Thèbes aux cent portes était en effervescence. La flottille royale ne tarderait plus à accoster le débarcadère principal, et tous les notables désiraient assister à l’événement. La population s’était massée sur les berges afin d’acclamer le couple royal en l’honneur duquel une grande fête serait organisée. On y boirait de la bière forte et l’on y consommerait des mets offerts par le palais. À la tristesse d’avoir perdu un monarque de la stature de Ramsès le Grand succédait la joie d’être gouverné par Mérenptah, dont la présence à Thèbes était garante de la continuité du pouvoir et du maintien des traditions.
Après avoir été reçu par le grand prêtre d’Amon, le couple royal recevrait l’hommage du maire de la capitale du Sud et traverserait le Nil pour gagner la rive ouest où il serait accueilli par les autorités locales, avant de se rendre à la Place de Vérité et dans la Vallée des Rois pour y présider aux funérailles de Ramsès.
Ce beau programme ne réjouissait pas le commandant Méhy qui avait tendance à se ronger les ongles.
— Mérenptah est bien le conservateur que nous redoutions, dit-il à son épouse Serkéta, qui hésitait entre plusieurs colliers.
— Est-ce vraiment une surprise, mon doux chéri ?
— J’avais quand même espéré mieux... Le roi aurait pu se faire représenter par le grand prêtre d’Amon, mais il vient en personne, et même avec la reine et toute la cour ! Et s’il se contentait de rencontrer quelques vieux dignitaires... En plus, il va visiter ce maudit village et conforter les privilèges des artisans !
— Ne te désespère pas et change de chemise plissée. Celle que tu portes n’est pas assez luxueuse.
— Tu prends la situation à la légère, Serkéta !
— À quoi sert de se lamenter ? Chacun sait qu’aucun pharaon n’égalera Ramsès. Nous aurons donc face à nous un adversaire beaucoup moins puissant, peut-être manipulable.
— Aurais-tu un projet ?
Serkéta minauda.
— Ce n’est pas impossible...
— Explique-toi.
— Change d’abord de chemise. Je veux que tu apparaisses comme un dignitaire élégant et riche que les hommes admirent et dont les femmes tombent amoureuses. Mais si l’une d’elles s’approche de toi, je lui crève les yeux !
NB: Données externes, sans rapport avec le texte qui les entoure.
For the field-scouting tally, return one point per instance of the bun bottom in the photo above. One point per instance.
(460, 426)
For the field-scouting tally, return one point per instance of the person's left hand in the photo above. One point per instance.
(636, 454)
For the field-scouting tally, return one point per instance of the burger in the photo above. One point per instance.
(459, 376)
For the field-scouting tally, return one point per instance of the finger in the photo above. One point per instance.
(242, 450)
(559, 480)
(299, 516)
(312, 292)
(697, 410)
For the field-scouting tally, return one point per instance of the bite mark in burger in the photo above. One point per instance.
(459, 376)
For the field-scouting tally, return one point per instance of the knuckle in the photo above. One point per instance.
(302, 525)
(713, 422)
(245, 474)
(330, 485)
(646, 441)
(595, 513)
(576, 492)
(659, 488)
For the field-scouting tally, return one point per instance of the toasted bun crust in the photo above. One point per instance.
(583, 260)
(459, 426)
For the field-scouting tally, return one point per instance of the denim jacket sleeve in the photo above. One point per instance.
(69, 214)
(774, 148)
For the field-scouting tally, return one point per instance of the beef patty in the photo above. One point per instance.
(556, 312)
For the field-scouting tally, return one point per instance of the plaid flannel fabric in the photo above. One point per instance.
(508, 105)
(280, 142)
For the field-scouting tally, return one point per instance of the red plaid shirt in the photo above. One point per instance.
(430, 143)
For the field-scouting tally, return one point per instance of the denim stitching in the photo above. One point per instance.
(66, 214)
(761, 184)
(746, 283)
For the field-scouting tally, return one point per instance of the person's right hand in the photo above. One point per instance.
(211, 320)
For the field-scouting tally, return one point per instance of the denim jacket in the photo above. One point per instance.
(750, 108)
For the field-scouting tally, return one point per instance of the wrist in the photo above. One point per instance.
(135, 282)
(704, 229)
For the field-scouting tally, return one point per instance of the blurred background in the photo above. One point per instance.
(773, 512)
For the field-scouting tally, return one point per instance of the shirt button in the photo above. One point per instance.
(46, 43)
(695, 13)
Le commandant Méhy serra les poignets de son épouse à lui faire mal.
— Explique-toi, et vite !
— Grâce à notre informateur, nous savons que Néfer est devenu le maître d’œuvre incontesté de la confrérie. Pourquoi ne pas ruiner sa réputation ? Si le roi recevait certains documents lui prouvant que le patron des artisans est indigne de sa fonction, la Place de Vérité serait déconsidérée car incapable de choisir un bon chef. Mérenptah pourrait avoir envie de la démanteler ou de confier sa direction à des mains extérieures.
— Par exemple à notre ami Abry, l’administrateur de la rive ouest !
Serkéta était radieuse.
— Le moment n’est-il pas venu d’utiliser pleinement ses services ?
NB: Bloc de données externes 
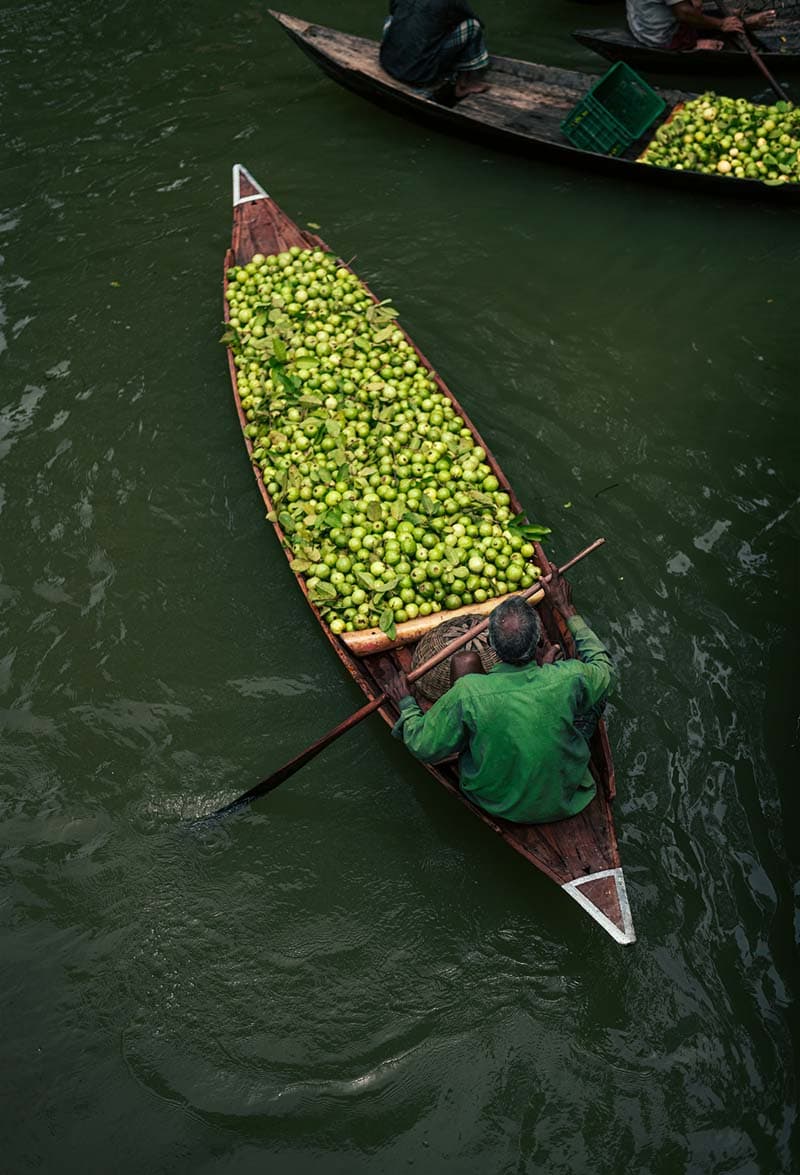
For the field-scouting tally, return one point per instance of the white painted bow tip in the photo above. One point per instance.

— Mais nous n’avons plus le temps de préparer un dossier convaincant...
— Il est prêt, mon doux chéri. J’ai imité plusieurs écritures et rédigé des documents d’apparence officielle accusant Néfer d’incompétence, d’insoumission aux autorités civiles, de volonté d’indépendance excessive et surtout de pratique tyrannique du pouvoir... Il y aura bien un ou deux artisans pour enfourcher ce cheval-là et provoquer la destitution du maître d’œuvre. Ensuite se produira une période de chaos que nous mettrons à profit.
— Ce programme-là me convient beaucoup mieux.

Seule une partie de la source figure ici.